A5. Our MTID diffusion model takes as input a matrix containing action sequences with T timesteps and is based on U-Net, which contains M residual temporal blocks in the downsampling, upsampling, and middle layers for directly diffusing and generating T intermediate target actions. To ensure that each intermediate layer contains valid auxiliary information, our Latent Space Temporal Logical Interpolation Module needs to generate M intermediate auxiliary features. Subsequently, we apply cross-attention in residual temporal blocks across the M interpolated features and the entire input matrix rather than individual timesteps, enabling better temporal integration.
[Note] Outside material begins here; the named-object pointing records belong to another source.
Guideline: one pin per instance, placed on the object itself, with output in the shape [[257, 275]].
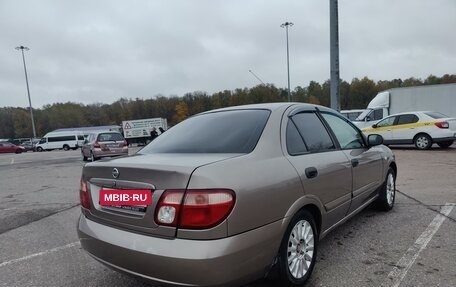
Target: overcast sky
[[99, 51]]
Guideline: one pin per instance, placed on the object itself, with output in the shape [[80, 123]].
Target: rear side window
[[236, 131], [110, 137], [348, 136], [61, 138], [295, 143], [378, 115], [407, 119], [314, 133], [436, 115]]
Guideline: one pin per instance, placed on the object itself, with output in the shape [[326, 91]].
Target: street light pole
[[22, 48], [286, 25], [251, 72]]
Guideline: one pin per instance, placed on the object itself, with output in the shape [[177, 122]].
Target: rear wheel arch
[[316, 214], [394, 167]]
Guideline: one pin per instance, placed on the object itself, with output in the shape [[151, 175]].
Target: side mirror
[[374, 140]]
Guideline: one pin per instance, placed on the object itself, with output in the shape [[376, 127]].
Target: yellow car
[[419, 128]]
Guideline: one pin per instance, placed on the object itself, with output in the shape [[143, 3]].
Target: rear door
[[325, 172], [405, 128], [383, 128], [366, 163]]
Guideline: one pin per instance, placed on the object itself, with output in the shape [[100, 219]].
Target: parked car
[[7, 147], [235, 191], [102, 144], [419, 128], [30, 145], [65, 140]]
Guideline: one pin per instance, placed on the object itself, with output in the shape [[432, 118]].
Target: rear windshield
[[219, 132], [109, 137], [436, 115]]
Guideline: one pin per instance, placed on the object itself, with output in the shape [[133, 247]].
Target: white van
[[60, 140]]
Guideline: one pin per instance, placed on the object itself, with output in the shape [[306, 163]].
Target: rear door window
[[348, 136], [407, 119], [386, 122], [295, 143], [314, 133]]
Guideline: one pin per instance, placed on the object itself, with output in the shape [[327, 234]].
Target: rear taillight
[[200, 209], [168, 207], [84, 194], [442, 125]]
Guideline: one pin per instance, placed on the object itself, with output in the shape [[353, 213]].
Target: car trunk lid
[[152, 172]]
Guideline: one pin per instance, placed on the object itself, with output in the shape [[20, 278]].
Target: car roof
[[273, 106], [412, 112]]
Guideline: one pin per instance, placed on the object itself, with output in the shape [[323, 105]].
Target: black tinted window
[[407, 119], [313, 131], [346, 134], [378, 115], [61, 138], [436, 115], [220, 132], [386, 122], [104, 137], [295, 144]]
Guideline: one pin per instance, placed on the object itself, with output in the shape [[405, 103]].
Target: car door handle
[[311, 172], [355, 162]]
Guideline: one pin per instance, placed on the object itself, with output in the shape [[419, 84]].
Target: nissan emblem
[[115, 173]]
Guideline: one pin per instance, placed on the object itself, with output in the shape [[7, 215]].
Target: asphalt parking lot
[[413, 245]]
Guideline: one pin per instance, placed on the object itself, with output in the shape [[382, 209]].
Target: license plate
[[125, 197]]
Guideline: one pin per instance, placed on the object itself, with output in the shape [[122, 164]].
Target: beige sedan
[[226, 195]]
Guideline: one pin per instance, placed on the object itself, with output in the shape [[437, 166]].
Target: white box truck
[[65, 140], [437, 98], [138, 131]]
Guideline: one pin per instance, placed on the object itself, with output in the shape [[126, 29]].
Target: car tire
[[422, 141], [446, 144], [298, 250], [387, 194]]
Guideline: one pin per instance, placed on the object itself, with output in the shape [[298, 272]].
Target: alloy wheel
[[300, 249]]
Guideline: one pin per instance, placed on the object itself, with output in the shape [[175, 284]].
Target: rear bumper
[[222, 262], [444, 139]]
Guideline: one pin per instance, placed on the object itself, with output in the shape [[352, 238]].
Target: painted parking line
[[6, 263], [403, 265]]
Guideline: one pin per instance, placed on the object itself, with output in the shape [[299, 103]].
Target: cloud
[[99, 51]]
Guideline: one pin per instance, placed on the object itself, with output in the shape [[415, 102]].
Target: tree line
[[15, 121]]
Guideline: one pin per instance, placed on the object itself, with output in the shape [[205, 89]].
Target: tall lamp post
[[251, 72], [22, 48], [286, 25]]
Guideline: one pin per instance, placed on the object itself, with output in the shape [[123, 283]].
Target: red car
[[7, 147]]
We also conducted experiments to demonstrate the effect of M. Our results showed that using interpolated features only for T steps led to suboptimal performance. This also supports our decision to use interpolated features across all M modules.
Table 2: Ablation study on M on CrossTask when T=3.
| Method | SR↑ | mAcc↑ | mIoU↑ |
|---|---|---|---|
| T | 38.64 | 66.13 | 68.05 |
| M | 40.45 | 67.19 | 69.17 |
About more information, we have added the relevant experiments in Appendix D, section "More Explanation of M" at line 990.
Q3. Some mistakes in the paper.
A6. We have corrected the mistakes in the latest version of the paper.
Dear reviewer pfah,
Thank you for your detailed and constructive feedback. We hope that our revisions and responses have addressed the points you raised, particularly regarding the minor errors and additional experimental work. We have carefully incorporated the suggested corrections and are happy to provide any further clarifications if necessary. Please feel free to share any additional comments or suggestions. We greatly appreciate your thorough review and continued support.
Best,
Paper 1751 Authors
Thanks for the revision, most of my comments are addressed. However, I am not convinced by the 'logic' of the Latent Space Temporal Logical Interpolation module, Yes, I agree actions have temporal and causal relations. But the module is logical, it means that one can deploy programs (e.g. consists of binary operations like AND, OR and so on) to infer actions. Clearly Latent Space Temporal Logical Interpolation module can't do this. I wouldn't link anything to logic, it only creates confusion. Moreover, causal relation is also not the Latent Space Temporal Logical Interpolation module learns. It requires a model to learn invariant representations which satisfy identifiability, such as causal representation learning methods. I will not link the Temporal Logical Interpolation module to causality either.
Overall, I appreciate the additional ablation studies. I still have the concern that the proposed method MTID does not consistently outperform SOTA on all metrics on all datasets (SR when T=6 on crosstalk, SR when T=3 on coin). But I will increase my score.
We sincerely appreciate the reviewer's recognition of our work and the increased score.
Regarding the Latent Space Temporal Interpolation module, we have decided to remove the 'logical' word from the paper to avoid confusion. It also should be noted that the module is not designed for concrete but implicit logical and casual inference.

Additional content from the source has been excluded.